The rs11024595 SNP was also associated with levels of plasma glucose in the SOS study, and it has previously been reported that other polymorphisms in the SAA1 gene are associated with plasma glucose levels [35]. Indeed, several studies have investigated the link between serum amyloid A and impaired glucose homeostasis, which is associated with increased cardiovascular risk [36]. Elevated circulating levels of SAA are associated with insulin resistance [7, 9] and depletion of SAA in antisense oligonucleotide SAA treated mice prevented development of insulin resistance [37]. In addition, recombinant SAA regulates the expression of genes related to glucose homeostasis in adipocytes [38, 39]. However, the results regarding the role of SAA in development of insulin resistance are conflicting [40] and hard to interpret since the endogenous SAA does not exhibit the same proinflammatory characteristics as the recombinant form [41]. Thus, the role of SAA in the development of insulin resistance requires further investigation.

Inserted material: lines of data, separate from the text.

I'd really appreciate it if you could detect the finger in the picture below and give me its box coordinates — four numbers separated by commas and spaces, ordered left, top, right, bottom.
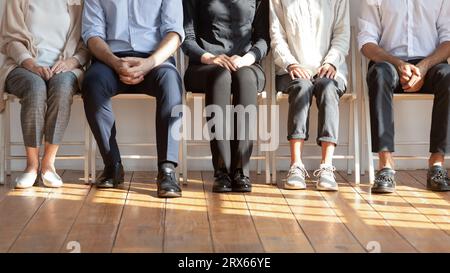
289, 71, 296, 80
292, 70, 304, 79
327, 69, 334, 79
52, 61, 61, 73
318, 67, 326, 78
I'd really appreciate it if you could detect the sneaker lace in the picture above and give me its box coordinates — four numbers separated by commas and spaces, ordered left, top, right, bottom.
433, 170, 448, 181
314, 167, 336, 179
288, 165, 309, 178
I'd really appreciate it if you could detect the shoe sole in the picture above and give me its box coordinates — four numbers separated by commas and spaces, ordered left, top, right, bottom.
212, 189, 233, 193
427, 187, 450, 192
370, 188, 395, 194
283, 184, 307, 191
232, 186, 252, 193
316, 186, 339, 192
158, 192, 182, 198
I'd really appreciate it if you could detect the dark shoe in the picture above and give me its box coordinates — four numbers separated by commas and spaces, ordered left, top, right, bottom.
231, 171, 252, 192
157, 168, 181, 198
213, 173, 233, 193
95, 163, 125, 189
427, 166, 450, 192
372, 168, 396, 193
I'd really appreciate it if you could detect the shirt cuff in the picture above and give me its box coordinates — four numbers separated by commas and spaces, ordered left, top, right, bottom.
83, 31, 106, 45
16, 52, 33, 65
163, 27, 186, 43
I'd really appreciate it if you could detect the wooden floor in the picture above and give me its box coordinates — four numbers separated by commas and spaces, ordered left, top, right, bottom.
0, 171, 450, 252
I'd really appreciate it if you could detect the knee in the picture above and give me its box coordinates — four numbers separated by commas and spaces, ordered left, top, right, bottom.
157, 66, 183, 106
287, 79, 313, 101
367, 62, 396, 83
22, 80, 47, 106
206, 66, 232, 88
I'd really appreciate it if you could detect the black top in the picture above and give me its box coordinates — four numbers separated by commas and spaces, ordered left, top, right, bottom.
183, 0, 270, 63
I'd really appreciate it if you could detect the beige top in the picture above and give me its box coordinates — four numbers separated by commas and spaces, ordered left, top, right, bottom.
0, 0, 90, 112
270, 0, 351, 82
24, 0, 70, 67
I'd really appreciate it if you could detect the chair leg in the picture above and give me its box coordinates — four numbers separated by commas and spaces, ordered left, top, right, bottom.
84, 119, 91, 184
181, 95, 191, 185
4, 100, 12, 176
352, 100, 361, 185
347, 100, 355, 175
364, 84, 375, 184
89, 134, 97, 183
0, 109, 6, 185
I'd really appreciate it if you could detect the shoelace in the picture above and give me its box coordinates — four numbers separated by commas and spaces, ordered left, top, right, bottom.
288, 165, 309, 178
377, 173, 394, 183
314, 167, 336, 179
433, 170, 448, 181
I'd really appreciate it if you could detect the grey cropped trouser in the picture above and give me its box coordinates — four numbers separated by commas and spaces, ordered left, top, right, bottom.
6, 68, 79, 148
277, 75, 346, 145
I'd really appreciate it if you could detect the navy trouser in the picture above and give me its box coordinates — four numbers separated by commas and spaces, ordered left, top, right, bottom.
82, 52, 183, 166
367, 59, 450, 154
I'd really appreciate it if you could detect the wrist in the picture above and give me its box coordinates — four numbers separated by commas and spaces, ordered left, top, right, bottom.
21, 58, 36, 69
200, 53, 216, 64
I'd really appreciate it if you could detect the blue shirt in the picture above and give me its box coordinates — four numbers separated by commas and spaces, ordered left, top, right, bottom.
82, 0, 184, 53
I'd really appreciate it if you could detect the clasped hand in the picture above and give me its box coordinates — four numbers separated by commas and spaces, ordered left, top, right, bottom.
397, 63, 427, 93
114, 57, 155, 85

This study has limitations. We could not confirm our results of an association between the rs11024595 SNP and serum levels of HDL cholesterol or plasma glucose observed in the SOS study in the SibPair study. This could be due to lack of power, with fewer study participants and additional adjustment for non-independence among related individuals in the mixed model analyses. Another limitation of this study is that the human SAA immunoassay kit used in this study was not able to distinguish between the different SAA protein isoforms. SAA1 and SAA2 share an extremely high sequence homology and in the circulation these forms represent acute phase SAA [14]. Hence, although SAA1 is the dominating SAA protein in the circulation [42], the higher levels of SAA detected in the rs11024595 C allele carriers may partly be due to SAA2.

Conclusions

In conclusion, we here show that the T allele carriers of the rs11024595 SNP display lower levels of circulating SAA, which according to previous studies may have a cardioprotective effect, but at the same time also display a worse metabolic profile with dyslipidemia. How these findings relate to cardiovascular risk remains unclear and whether allelic variation in the rs11024595 SNP is associated with differences in risk of cardiovascular event require further studies.